Batata Quente - Pedro Leite

Caros Amigos,


É com muito gosto que tenha a honra e o prazer de inaugurar mais uma iniciativa do nosso grupo, que espero que se venha a manter por muitos e bons anos. Seria muito bom que daqui a 30 ou 40 anos possa ainda existir alguém com a “batata quente” na mão.



Parte I



Num ano marcado pela forte seca que se tem feito sentir, foram muitos os comentários e as diversas “profecias” efectuadas no início da temporada sobre o comportamento dos toiros. Desde previsões de que os toiros viriam grandes mas com pouco trapio e pouco colaborantes durante as lides, até a toiros pequenos e brutos, de tudo um pouco se foi ouvindo por aí.


Mas como os toiros mantém essa característica única da espécie de não se comportarem de forma estereotipada (caso contrário isto seria mesmo uma grande chatice), a verdade é que como sempre, durante esta temporada apanhámos toiros de toda a espécie e feitio em termos de força, bravura e tamanho.


O que ninguém poderia imaginar mesmo nos cenários mais pessimistas, era que esta temporada ficaria marcada pelo elevado número de lesões que infelizmente se registaram no seio do nosso grupo.

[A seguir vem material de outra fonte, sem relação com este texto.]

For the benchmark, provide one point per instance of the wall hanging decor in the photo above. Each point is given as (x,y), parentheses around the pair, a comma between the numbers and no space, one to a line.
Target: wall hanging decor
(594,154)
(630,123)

Lesões graves que ocorreram nos treinos, outras ocorridas em situações normalíssimas de pegas para as quais a probabilidade de se repetirem são ínfimas e lesões em toiros realmente brutos, conduziram a um total de 13 lesionados e indisponíveis na parte final da temporada.


Num grupo como o GFACR que pela sua juventude, posição geográfica, pelos elevados critérios de selecção dos quais não abdica e pelos seus objectivos em termos de números de corridas, não possui um número tão grande de efectivos quando comparado a outros grupos, fazendo com que as muitas lesões ocorridas conduzissem a uma situação ímpar na história deste grupo.


Mas também é destes percalços que se constrói e que se escreve a história de um grupo. Perante tanta adversidade o GFACR pautou a sua temporada, por uma enorme seriedade, disponibilidade e entrega dos seus elementos. Se tudo fosse rosas e aplausos, qualquer pessoa seria um forcado e quereria cá andar. Mas isto de ser forcado não é para qualquer um e poucos são capazes de hipotecar a sua integridade física de forma tão romântica e desprendida. Gostei sinceramente de ver o grupo arrimar-se a ultrapassar todas as contrariedades que teve pela frente e a escrever mais uma página na história deste grupo à custa do esforço e entrega de todos os que se fardaram nesta época.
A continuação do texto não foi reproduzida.